Thomas said the Corun family that lives in the home was inside when the storm came through but everyone got out safely. One elderly man suffered a shoulder or arm injury, however, she said.

Several trees were down in front of the home and a tree crew and a roof repair crew were working, as were electrical crews. Debris was strewn everywhere, and a lot of shingles, pieces of wood and hunks of metal had been piled up in the middle of the street next to an overturned Dumpster.

Electric supply and phone lines lay along the street, as did two sheared off utility poles. Groups of people cluttered here and there surveying the damage at each business. A motorcycle rider came up the street and stopped. "Is it open?" he asked, "I'm trying to get to the shop up there."

Told that there were a lot of wires down and that the street was blocked with debris at the far end, he thought for a second, and said: "I'm not going to try it."

Over at the Harford Professional Building on Belair Road, just across from the entrance to Walmart, two workmen were trying to place a blue tarp over areas of the roof from which shingles had blown away. Next door, at Bel Air Honda, a salesman kicked at a couple of shingles as he walked along a small grassy strip between the highway and cars for sale parked in front of the showroom. Signs were blown out of their frames at Bel Air Honda and at businesses farther south on Belair Road.
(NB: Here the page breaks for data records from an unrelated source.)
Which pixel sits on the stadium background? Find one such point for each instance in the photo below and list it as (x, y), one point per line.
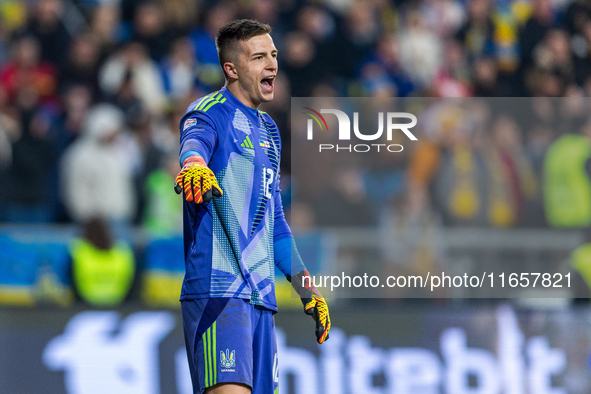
(149, 60)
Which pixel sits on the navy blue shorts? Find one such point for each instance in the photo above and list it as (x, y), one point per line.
(230, 341)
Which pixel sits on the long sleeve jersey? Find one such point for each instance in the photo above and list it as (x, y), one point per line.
(230, 242)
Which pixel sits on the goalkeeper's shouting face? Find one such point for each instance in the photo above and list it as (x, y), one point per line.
(249, 59)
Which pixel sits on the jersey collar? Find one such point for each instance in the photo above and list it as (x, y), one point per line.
(237, 103)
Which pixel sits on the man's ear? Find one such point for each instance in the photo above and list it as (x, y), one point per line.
(231, 70)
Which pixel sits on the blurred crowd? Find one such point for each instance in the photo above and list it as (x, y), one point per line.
(91, 92)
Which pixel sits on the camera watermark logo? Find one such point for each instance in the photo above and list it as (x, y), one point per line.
(344, 129)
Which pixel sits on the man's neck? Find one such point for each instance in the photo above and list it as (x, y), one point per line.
(240, 94)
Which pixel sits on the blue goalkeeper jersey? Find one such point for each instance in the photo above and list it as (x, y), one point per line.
(229, 241)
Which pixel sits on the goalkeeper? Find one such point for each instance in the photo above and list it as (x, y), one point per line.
(235, 231)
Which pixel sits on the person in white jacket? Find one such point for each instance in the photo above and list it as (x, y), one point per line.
(96, 179)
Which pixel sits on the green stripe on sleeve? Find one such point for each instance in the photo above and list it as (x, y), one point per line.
(212, 97)
(215, 361)
(216, 101)
(201, 101)
(209, 364)
(204, 337)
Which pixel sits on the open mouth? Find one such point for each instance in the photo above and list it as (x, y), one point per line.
(267, 83)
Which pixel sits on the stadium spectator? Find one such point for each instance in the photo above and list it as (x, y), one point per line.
(131, 73)
(150, 30)
(26, 71)
(33, 157)
(179, 69)
(163, 215)
(95, 178)
(105, 26)
(47, 27)
(82, 65)
(420, 50)
(103, 269)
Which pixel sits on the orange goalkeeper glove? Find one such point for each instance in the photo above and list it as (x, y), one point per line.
(314, 304)
(197, 180)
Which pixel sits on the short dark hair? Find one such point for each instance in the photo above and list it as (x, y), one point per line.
(229, 35)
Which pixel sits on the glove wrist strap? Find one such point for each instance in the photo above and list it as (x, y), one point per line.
(194, 159)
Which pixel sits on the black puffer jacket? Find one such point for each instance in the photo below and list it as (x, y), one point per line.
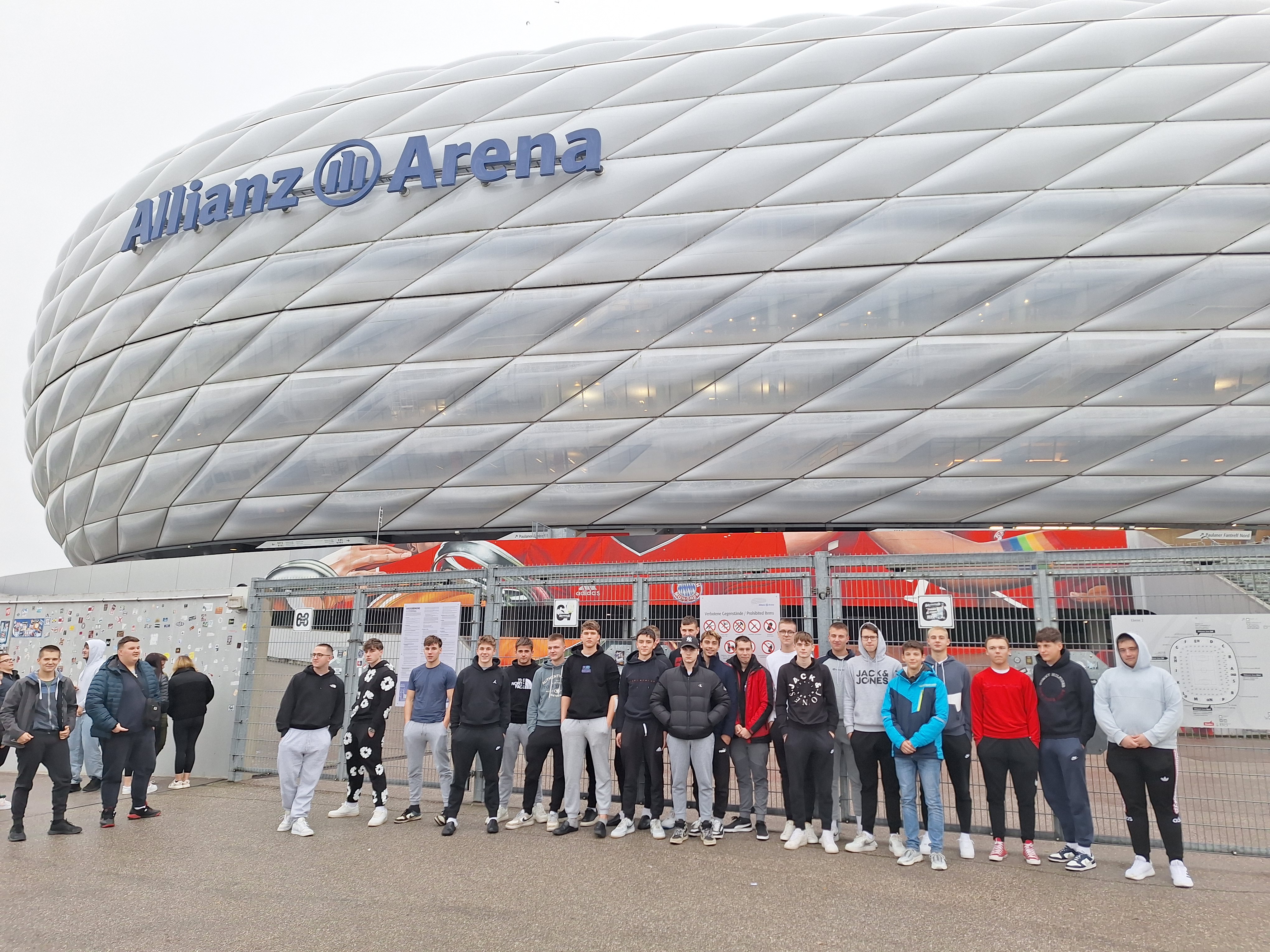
(689, 706)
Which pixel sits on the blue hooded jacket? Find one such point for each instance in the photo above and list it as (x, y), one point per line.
(916, 710)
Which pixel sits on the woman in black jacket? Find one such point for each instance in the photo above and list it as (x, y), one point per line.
(190, 691)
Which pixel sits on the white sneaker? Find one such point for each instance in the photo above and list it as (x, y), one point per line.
(863, 843)
(1141, 869)
(1182, 878)
(967, 846)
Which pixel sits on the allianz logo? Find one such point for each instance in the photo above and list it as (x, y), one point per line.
(350, 172)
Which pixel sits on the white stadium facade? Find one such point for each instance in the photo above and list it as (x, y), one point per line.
(937, 266)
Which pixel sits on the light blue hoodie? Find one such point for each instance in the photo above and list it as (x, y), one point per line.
(1141, 700)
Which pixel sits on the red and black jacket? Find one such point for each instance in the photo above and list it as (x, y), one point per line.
(755, 701)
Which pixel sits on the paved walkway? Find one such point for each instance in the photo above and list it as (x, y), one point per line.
(213, 875)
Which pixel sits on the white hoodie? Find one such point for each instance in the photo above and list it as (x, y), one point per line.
(96, 659)
(1141, 700)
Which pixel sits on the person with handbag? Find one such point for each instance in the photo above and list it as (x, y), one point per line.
(126, 706)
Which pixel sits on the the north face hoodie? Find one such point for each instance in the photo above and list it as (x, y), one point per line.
(865, 686)
(1141, 700)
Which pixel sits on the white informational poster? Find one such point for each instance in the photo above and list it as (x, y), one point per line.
(935, 612)
(440, 619)
(756, 616)
(1221, 663)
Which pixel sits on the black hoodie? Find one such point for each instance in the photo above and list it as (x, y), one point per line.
(313, 701)
(1065, 700)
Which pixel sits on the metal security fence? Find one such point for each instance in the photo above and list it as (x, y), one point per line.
(1225, 777)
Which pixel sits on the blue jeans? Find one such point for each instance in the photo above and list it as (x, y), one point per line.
(86, 751)
(909, 768)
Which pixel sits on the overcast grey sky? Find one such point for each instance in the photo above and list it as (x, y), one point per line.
(93, 91)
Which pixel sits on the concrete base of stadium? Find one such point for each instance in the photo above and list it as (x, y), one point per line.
(211, 874)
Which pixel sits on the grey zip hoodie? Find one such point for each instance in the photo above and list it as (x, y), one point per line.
(868, 677)
(544, 709)
(1141, 700)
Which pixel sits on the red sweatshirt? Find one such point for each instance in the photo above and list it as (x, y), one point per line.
(1004, 706)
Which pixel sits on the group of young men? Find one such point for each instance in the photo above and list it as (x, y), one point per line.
(835, 723)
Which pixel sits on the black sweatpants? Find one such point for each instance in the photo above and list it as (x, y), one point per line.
(642, 756)
(465, 744)
(135, 749)
(873, 753)
(957, 761)
(810, 754)
(543, 742)
(1142, 773)
(1020, 759)
(44, 748)
(185, 734)
(364, 757)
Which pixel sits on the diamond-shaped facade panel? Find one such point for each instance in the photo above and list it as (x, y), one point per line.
(937, 266)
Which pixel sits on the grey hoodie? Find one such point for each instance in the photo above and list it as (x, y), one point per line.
(865, 686)
(1141, 700)
(96, 659)
(544, 710)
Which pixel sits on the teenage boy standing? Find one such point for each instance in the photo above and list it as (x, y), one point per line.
(1140, 707)
(751, 737)
(589, 702)
(479, 715)
(427, 699)
(807, 715)
(639, 734)
(915, 711)
(957, 735)
(1008, 735)
(690, 701)
(868, 676)
(1065, 706)
(37, 716)
(846, 775)
(520, 673)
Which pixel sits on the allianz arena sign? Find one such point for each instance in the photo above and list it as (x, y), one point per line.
(348, 172)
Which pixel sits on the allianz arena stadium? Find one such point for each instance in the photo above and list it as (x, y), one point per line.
(935, 266)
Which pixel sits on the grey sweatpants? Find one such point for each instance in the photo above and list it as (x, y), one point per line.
(302, 757)
(751, 763)
(846, 779)
(418, 739)
(517, 737)
(700, 754)
(576, 737)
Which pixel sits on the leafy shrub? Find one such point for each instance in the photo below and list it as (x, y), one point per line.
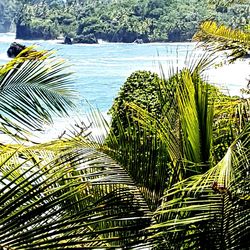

At the Wawa at the corner of Belair and Connolly roads, it looked to be business as usual, with people buying gas and drinks and sandwiches and few of the patrons inside talking much about the storm.

More trees, lines down

Just up Connolly from Wawa, a large pine tree was uprooted and sat on its side in front of the Benson Post Office. Around on Harford Road going south, trees and limbs were down in front of houses and houses that are now used for professional buildings in the 1800 and 1900 blocks. Earlier in the day, a BGE crew was making repairs to a pole and line in 1900 block, necessitating closure of the lane for northbound traffic and causing some minor traffic delays.

"I was on the computer when it came through; I hadn't hear the storm warning," said Virginia Sauers, who lives in the 1900 block of Harford Road, in a home her grandfather built in 1923. Sauers still calls the community by its proper name, "Benson," and said she worked at the post office for many years and people started calling her "the mayor of Benson."

Sauers lives alone. Earlier in the day Friday, she had attended the funeral for Gerard Kunkel of Kunkel Service Company, who had been her late husband Jim's employer. She returned home not long before the storm hit.

The tornado crossed over her property, Sauers said, and knocked over several trees along one side of her home, where she has lived since 1961. She thought it had come from the southwest and moved from Harford Road to Belair Road, but maybe it was hard to tell because of the swirling of the winds.

There didn't appear to be any damage to the home, she said. Her daughter and son-and-law and their three children had come by to look and were taking photos. There were shingles and car parts at the rear of the narrow, two-acre property, and some other shingles scattered around the yard. "Not from my roof," Sauers said. "Those are light gray."

There's been plenty of storm damage in the neighborhood in the past, Sauers said, mostly from water or snow. A garage her grandfather had built before the house and which had been his carpentry shop collapsed in one of the 2010 blizzards, she said. She had finally put in a claim with the insurance company, she added, now she might have another.

One of the downed trees on her property was a lovely blue spruce. Sauers said she had gone upstairs to shut her windows when it started raining and saw it fall. "It was a Christmas tree we had planted there, in the 1970s," she said. "I have a photograph from when it was in the house."

This story has been updated and corrected from an earlier version. Brian Schorr's wife and children were not at home when the tornado came through his neighborhood.